What are critics saying?


The New York Times by A.O. Scott

Sweet Sixteen shows that he's (Loach) as capable of anger as his protagonist and just as eager to draw attention to an unchanging problem: the blight of generational poverty.


Dallas Observer by Bill Gallo

There are no hearts and flowers in Loach's hard-edged world, no kindly interventions, no signs from heaven. Instead, he gives us the unvarnished facts about working-class exploitation and the failure of ambition in low places.


Christian Science Monitor by David Sterritt

Loach has made more memorable films, such as "Raining Stones" and "Ladybird Ladybird," but his dramatic sense remains strong and his social conscience is absolutely unstoppable.

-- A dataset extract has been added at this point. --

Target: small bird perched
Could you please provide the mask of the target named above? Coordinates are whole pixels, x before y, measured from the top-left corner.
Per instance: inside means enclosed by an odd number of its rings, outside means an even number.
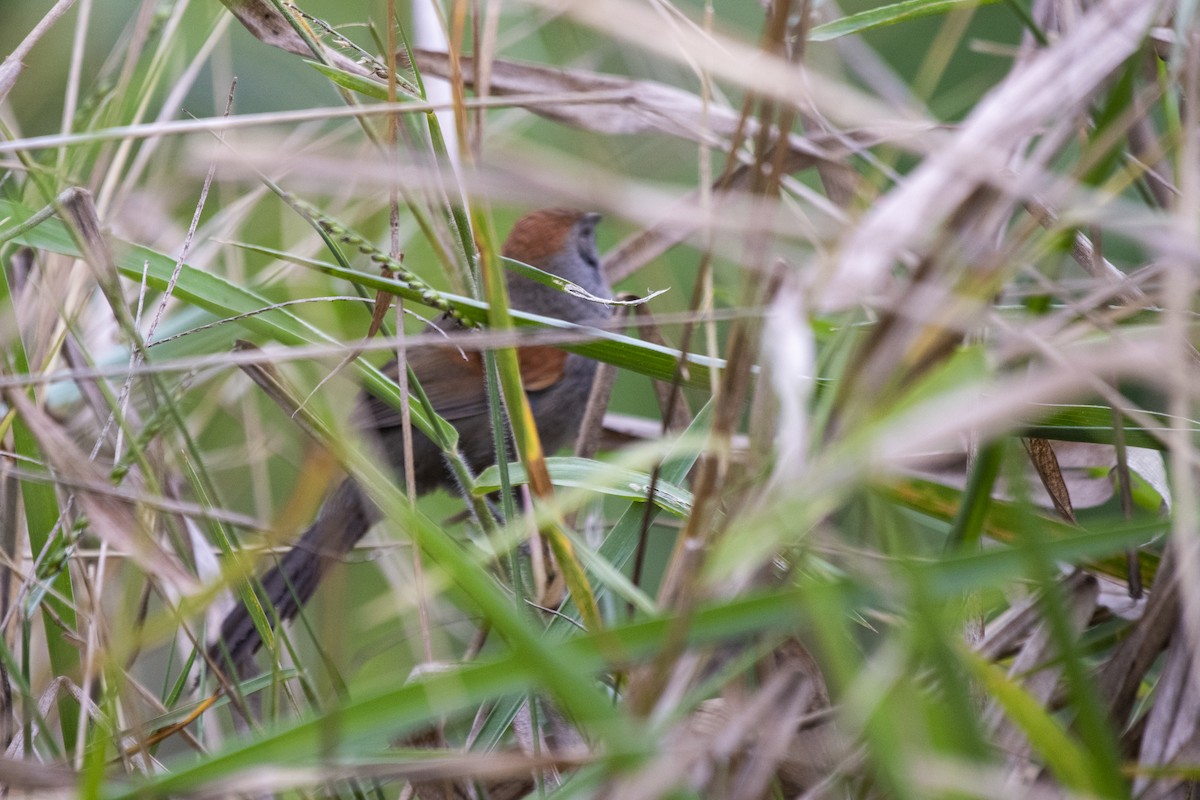
[[[598,214],[550,208],[525,215],[513,227],[502,253],[507,258],[565,278],[597,297],[610,290],[600,271],[596,252]],[[510,274],[508,294],[514,309],[578,324],[608,319],[608,306],[543,286]],[[457,323],[444,319],[439,328]],[[431,328],[432,329],[432,328]],[[488,413],[483,358],[449,345],[414,349],[408,364],[425,389],[438,414],[458,430],[459,449],[475,471],[495,463],[496,453]],[[518,348],[521,377],[538,434],[546,452],[570,441],[583,418],[584,406],[596,373],[596,362],[554,347]],[[384,372],[393,379],[397,364]],[[360,398],[364,428],[374,437],[404,483],[404,434],[400,413],[378,398]],[[412,430],[414,483],[417,494],[439,486],[453,486],[453,478],[440,448],[415,428]],[[262,579],[265,600],[280,621],[296,616],[312,597],[317,583],[331,564],[344,556],[378,519],[379,512],[353,480],[341,483],[325,500],[317,518],[279,563]],[[215,663],[245,664],[262,646],[262,638],[244,605],[229,612],[220,637],[210,646]],[[226,661],[226,659],[228,661]]]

L.A. Weekly by Ella Taylor

It's not a happy film, but there's much incidental, quotidian happiness in it. Like Lynne Ramsay's lovely "Ratcatcher," the movie is far from sentimental about children.

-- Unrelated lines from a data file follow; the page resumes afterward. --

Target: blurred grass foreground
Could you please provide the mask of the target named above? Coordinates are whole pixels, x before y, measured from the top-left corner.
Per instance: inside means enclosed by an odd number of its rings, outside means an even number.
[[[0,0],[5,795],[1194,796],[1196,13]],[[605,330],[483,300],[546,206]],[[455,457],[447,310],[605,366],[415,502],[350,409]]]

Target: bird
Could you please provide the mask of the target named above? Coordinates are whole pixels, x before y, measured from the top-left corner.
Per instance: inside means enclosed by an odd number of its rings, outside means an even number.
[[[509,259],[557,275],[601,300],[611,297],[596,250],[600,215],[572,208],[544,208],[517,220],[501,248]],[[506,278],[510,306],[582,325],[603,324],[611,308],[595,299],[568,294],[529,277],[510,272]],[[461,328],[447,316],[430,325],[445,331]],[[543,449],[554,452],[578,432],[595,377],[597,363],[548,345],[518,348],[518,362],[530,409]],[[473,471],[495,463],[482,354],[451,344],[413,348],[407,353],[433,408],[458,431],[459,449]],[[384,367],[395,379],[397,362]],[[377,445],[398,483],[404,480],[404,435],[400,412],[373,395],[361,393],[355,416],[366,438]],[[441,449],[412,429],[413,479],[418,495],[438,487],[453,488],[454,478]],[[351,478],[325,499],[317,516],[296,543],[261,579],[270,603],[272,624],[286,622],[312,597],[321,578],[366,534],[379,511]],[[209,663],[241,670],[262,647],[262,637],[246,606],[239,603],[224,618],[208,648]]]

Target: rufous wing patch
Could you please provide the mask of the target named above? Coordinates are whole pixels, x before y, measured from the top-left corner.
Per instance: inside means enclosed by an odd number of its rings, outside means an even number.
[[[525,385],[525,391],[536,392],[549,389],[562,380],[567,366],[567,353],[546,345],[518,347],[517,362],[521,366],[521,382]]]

ReelViews by James Berardinelli

It's an uncompromising movie that illustrates one of the most convincing personality transformations that I have seen in a recent motion picture.


Washington Post by Michael O'Sullivan

With unsurprising irony, the "Sixteen" of the title foreshadows Liam's birthday and even worse calamity, which makes a grim and gripping story all the more heartbreaking.


Chicago Sun-Times by Roger Ebert

The movie's performances have a simplicity and accuracy that is always convincing. Compston, who plays Liam, is a local 17-year-old discovered in auditions at his school. He has never acted before, but is effortlessly natural.